Evaluating the commutator of derivative and position

Question

In Zettili's book on quantum, the fully worked problem 2.6 asks to show $$ \hat{A} = i(\hat{X}^2+1)\frac{d}{dx} + i\hat{X}. $$ Is Hermitian. Where $\hat{X}$ is the position operator.
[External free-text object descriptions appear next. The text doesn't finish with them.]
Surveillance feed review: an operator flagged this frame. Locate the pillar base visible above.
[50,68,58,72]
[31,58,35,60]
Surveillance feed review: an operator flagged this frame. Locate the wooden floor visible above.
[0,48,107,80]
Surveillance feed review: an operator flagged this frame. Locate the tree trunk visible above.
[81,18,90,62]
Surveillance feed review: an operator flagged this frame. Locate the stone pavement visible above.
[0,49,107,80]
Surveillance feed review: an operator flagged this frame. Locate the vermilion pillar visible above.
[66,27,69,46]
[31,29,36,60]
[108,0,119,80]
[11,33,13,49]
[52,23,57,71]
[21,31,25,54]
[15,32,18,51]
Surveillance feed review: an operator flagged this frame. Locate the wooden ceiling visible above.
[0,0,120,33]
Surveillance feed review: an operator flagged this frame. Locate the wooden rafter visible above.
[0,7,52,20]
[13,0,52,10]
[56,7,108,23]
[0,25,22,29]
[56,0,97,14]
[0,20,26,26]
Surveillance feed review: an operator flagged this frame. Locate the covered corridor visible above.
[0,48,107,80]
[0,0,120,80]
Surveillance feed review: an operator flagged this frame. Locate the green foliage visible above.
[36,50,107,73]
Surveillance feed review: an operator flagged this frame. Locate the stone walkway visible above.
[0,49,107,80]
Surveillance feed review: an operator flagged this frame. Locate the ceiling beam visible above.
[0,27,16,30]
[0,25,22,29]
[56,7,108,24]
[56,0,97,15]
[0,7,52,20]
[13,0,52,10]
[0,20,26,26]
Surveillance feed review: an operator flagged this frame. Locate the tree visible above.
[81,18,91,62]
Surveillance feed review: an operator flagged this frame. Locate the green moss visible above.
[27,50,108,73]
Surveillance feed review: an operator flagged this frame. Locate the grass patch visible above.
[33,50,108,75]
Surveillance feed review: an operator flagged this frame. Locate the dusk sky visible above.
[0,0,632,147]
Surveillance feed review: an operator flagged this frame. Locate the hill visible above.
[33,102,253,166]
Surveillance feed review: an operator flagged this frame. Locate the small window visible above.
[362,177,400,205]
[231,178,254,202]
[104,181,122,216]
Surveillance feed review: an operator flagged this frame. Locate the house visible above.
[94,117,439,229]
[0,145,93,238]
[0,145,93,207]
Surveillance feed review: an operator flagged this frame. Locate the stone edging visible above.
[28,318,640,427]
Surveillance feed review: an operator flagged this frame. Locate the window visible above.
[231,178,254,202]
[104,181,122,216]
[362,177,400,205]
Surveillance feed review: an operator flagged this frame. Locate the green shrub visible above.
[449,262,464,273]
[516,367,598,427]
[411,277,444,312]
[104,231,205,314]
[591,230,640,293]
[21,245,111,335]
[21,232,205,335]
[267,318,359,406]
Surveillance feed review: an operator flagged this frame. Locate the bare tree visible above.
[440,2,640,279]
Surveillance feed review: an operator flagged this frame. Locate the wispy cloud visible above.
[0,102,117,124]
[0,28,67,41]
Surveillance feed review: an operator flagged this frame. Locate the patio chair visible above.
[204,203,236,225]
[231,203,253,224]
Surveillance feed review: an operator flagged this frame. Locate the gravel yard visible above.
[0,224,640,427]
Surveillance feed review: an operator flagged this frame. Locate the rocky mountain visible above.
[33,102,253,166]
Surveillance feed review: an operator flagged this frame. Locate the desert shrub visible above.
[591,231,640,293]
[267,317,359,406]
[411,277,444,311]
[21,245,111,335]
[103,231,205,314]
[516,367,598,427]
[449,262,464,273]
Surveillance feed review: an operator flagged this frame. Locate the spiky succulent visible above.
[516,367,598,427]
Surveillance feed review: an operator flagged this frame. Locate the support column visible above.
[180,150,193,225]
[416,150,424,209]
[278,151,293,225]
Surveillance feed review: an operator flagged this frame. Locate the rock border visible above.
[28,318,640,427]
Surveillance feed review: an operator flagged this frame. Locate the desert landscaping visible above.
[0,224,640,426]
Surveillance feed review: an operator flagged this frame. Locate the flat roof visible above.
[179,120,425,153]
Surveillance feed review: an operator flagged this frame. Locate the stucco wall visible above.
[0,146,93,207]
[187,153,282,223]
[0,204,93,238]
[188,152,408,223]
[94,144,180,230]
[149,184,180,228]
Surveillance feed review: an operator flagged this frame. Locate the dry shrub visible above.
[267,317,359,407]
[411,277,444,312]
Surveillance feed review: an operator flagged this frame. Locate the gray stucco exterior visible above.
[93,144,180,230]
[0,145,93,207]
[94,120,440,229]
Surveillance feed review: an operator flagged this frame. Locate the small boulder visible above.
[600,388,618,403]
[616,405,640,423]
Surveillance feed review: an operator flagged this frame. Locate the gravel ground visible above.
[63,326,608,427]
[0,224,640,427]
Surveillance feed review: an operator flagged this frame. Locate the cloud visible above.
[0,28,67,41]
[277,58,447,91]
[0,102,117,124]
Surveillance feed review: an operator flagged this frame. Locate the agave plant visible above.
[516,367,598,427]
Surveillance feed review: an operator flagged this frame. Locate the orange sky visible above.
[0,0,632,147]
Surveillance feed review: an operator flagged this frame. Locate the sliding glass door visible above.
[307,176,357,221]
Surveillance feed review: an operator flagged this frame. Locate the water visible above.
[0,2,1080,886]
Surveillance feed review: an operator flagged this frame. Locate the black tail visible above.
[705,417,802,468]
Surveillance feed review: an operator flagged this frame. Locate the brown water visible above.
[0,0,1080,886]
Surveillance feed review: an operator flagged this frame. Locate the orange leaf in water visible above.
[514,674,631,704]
I took the hermitian conjugate of $\hat{A}$ and end up with the result $$ \hat{A}^{\dagger} = i\hat{X}^2\frac{d}{dx}+i\left[\frac{d}{dx},\hat{X}^2\right]+i\frac{d}{dx}-i\hat{x} $$ but when I go to compute the commutator, I have to calculate $$ \left[\frac{d}{dx},\hat{X}\right] $$ using $[A,B] = AB-BA$ I get $$ \left[\frac{d}{dx},\hat{X}\right]=\frac{d}{dx}(x)-x\frac{d}{dx} =1-x\frac{d}{dx}. $$ Though in the solution provided in the textbook, they use $\left[\frac{d}{dx},\hat{X}\right]=1$. I'm hoping I'm making a stupid error somewhere but I can't seem to find it. Any nudge in the right direction would be greatly appreciated.